Analysis of cis-acting elements required for replication of barley stripe mosaic virus RNAs

Abstract

The replicative abilities of mutant RNA transcripts derived from barley stripe mosaic virus cDNA clones were investigated in barley protoplasts that had been coinoculated with wild-type RNAα and -γ transcripts. The 5' and 3' noncoding regions were required for replication, and lack of a 5' cap structure (GpppG) reduced the replicative ability substantially. All internal deletions within RNAα abrogated replication in trans. A 2-base change that produced a truncated αa protein lacking the first 16 amino acids also compromised the ability of RNAα to be replicated.

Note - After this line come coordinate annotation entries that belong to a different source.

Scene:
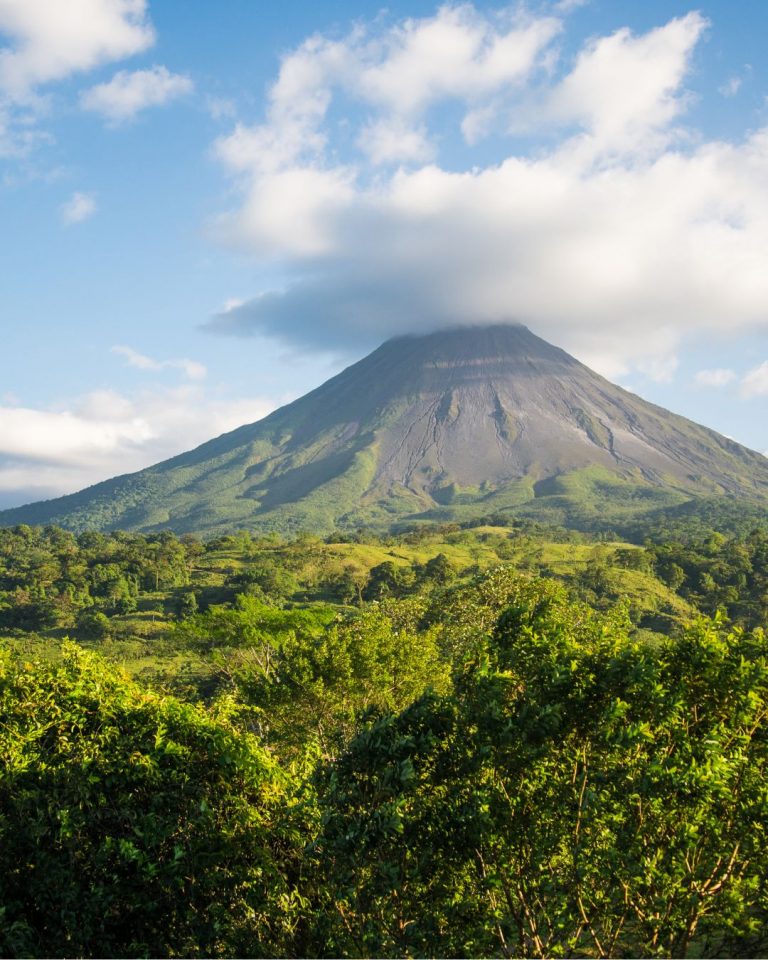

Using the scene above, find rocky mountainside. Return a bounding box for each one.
[0,325,768,534]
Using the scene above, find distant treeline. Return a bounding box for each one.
[0,517,768,957]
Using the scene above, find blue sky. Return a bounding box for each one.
[0,0,768,506]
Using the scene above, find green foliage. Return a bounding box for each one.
[0,517,768,957]
[228,609,449,756]
[319,584,768,957]
[0,646,297,956]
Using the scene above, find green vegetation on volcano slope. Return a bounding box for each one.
[6,324,768,536]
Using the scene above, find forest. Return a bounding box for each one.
[0,515,768,957]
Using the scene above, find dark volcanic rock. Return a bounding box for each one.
[0,325,768,533]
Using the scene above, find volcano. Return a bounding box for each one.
[0,325,768,536]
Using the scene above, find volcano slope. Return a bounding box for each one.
[0,325,768,536]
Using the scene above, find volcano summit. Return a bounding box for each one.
[0,325,768,535]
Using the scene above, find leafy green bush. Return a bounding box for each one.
[0,645,297,956]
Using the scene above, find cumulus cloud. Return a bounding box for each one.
[0,0,155,158]
[0,384,276,507]
[0,0,155,101]
[694,367,736,387]
[80,66,193,124]
[112,346,208,380]
[60,191,96,225]
[204,5,768,379]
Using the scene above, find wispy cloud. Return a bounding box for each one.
[0,384,285,507]
[741,360,768,397]
[0,0,155,158]
[694,367,737,387]
[59,191,97,225]
[202,4,768,378]
[112,346,208,380]
[80,66,194,124]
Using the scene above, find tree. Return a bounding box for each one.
[0,645,297,957]
[310,582,768,957]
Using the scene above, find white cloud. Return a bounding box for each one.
[217,3,561,174]
[694,367,736,387]
[0,0,155,101]
[741,360,768,397]
[112,346,208,380]
[0,0,155,160]
[719,76,744,97]
[80,66,193,123]
[0,384,282,506]
[549,13,707,154]
[60,191,97,225]
[211,5,768,379]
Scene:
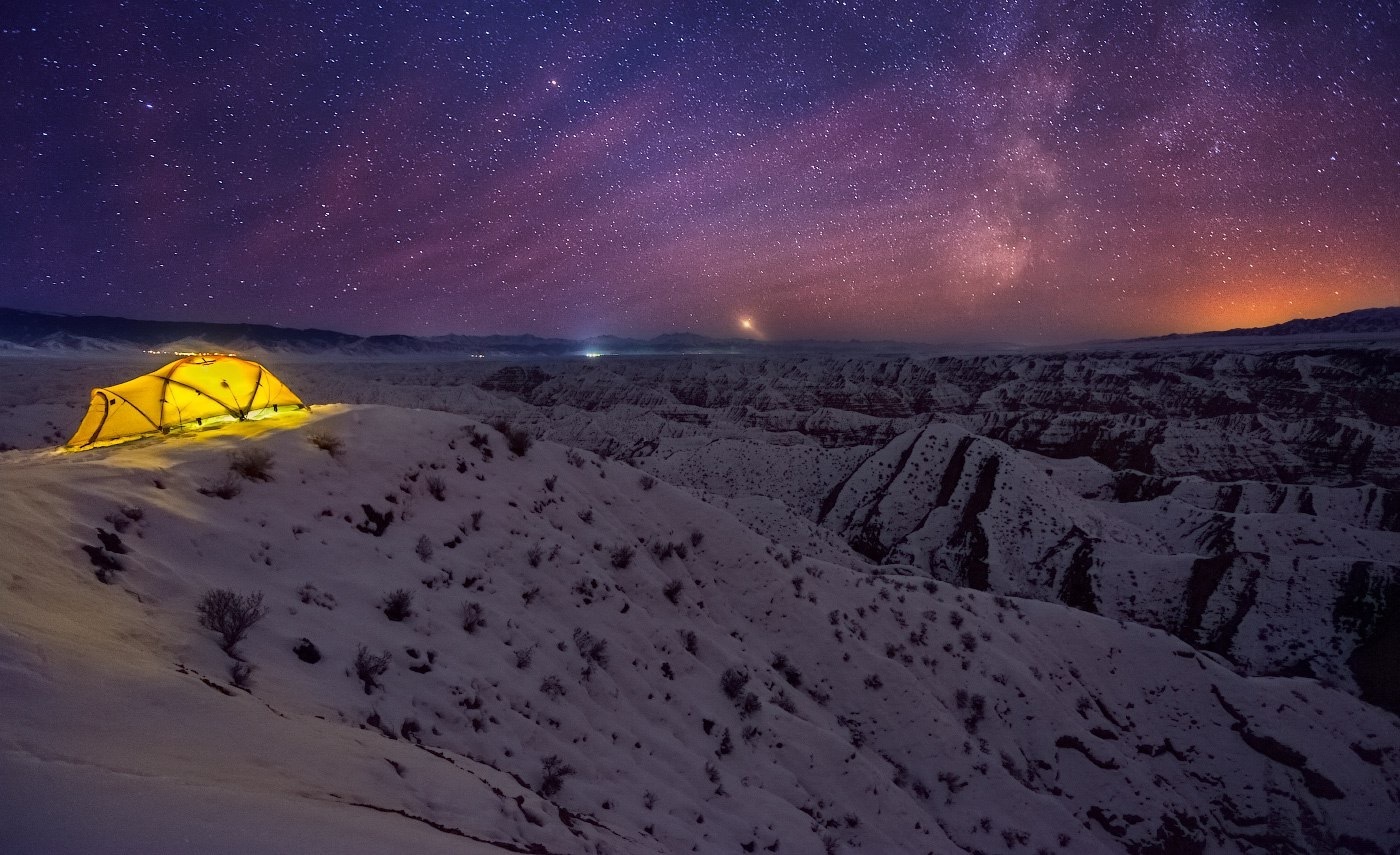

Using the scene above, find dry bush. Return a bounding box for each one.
[196,588,267,656]
[307,431,346,459]
[228,448,273,481]
[354,644,392,694]
[199,472,244,500]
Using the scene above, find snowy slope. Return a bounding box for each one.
[0,406,1400,852]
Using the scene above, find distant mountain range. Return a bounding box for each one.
[0,306,1400,357]
[1140,306,1400,341]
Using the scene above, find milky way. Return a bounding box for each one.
[0,0,1400,341]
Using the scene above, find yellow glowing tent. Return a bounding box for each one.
[67,354,307,448]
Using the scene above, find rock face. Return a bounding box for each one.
[0,406,1400,855]
[425,344,1400,709]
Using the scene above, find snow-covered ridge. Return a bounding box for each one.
[0,406,1400,852]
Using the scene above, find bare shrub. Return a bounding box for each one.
[384,588,413,621]
[199,472,244,500]
[354,644,392,694]
[574,627,608,669]
[720,667,749,701]
[196,588,267,656]
[356,505,393,537]
[307,431,346,460]
[539,754,574,799]
[462,603,486,635]
[612,543,637,570]
[228,448,273,481]
[413,535,433,564]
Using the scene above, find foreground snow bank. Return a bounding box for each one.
[0,407,1400,852]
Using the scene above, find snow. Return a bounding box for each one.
[0,351,1400,854]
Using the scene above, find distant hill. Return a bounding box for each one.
[0,306,1400,357]
[1144,306,1400,340]
[0,308,928,357]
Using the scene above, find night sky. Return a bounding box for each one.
[0,0,1400,343]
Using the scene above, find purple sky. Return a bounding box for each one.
[0,0,1400,341]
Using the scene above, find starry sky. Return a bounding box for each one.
[0,0,1400,343]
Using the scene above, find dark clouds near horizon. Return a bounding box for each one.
[0,0,1400,341]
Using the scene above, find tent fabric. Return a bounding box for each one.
[66,354,305,448]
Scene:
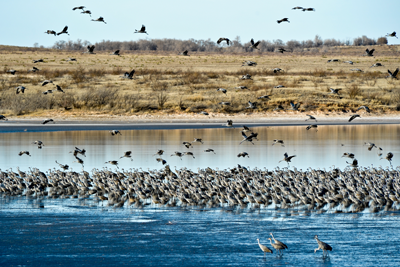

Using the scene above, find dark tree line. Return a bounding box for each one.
[52,35,387,53]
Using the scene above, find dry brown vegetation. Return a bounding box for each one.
[0,45,400,115]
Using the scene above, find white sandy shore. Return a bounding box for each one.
[0,113,400,132]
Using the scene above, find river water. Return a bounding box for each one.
[0,125,400,266]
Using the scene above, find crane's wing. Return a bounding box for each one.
[393,68,399,77]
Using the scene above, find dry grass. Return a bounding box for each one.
[0,46,400,115]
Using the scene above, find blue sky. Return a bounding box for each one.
[0,0,400,47]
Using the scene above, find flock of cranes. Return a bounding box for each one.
[0,6,400,264]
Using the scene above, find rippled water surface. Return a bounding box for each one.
[0,125,400,266]
[0,125,400,171]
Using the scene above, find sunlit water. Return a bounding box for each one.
[0,125,400,171]
[0,125,400,266]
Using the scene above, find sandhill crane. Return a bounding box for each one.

In contrast, RNAβ transcripts containing deletions involving each ORF and the downstream poly(A) tract were effectively amplified by RNAs α and γ, but collective deletion of all four ORFs drastically reduced accumulation. The intergenic region between βa and βb was not absolutely required for replication, but small deletions within this region reduced the abundance of RNAβ by at least 10-fold. Deletions within the first 507 nt of the γa ORF abrogated replication. However, transcripts containing deletions within the central and 3' regions of the γa ORF, the γa-γb intergenic region, and the γb ORF could be amplified in trans. Two mutants containing extensive deletions encompassing the central region of the γa ORF and most of γb behaved like defective interfering RNAs because they multiplied to high levels in trans and caused a pronounced reduction in accumulation of the coinoculated wild-type RNAs α and γ.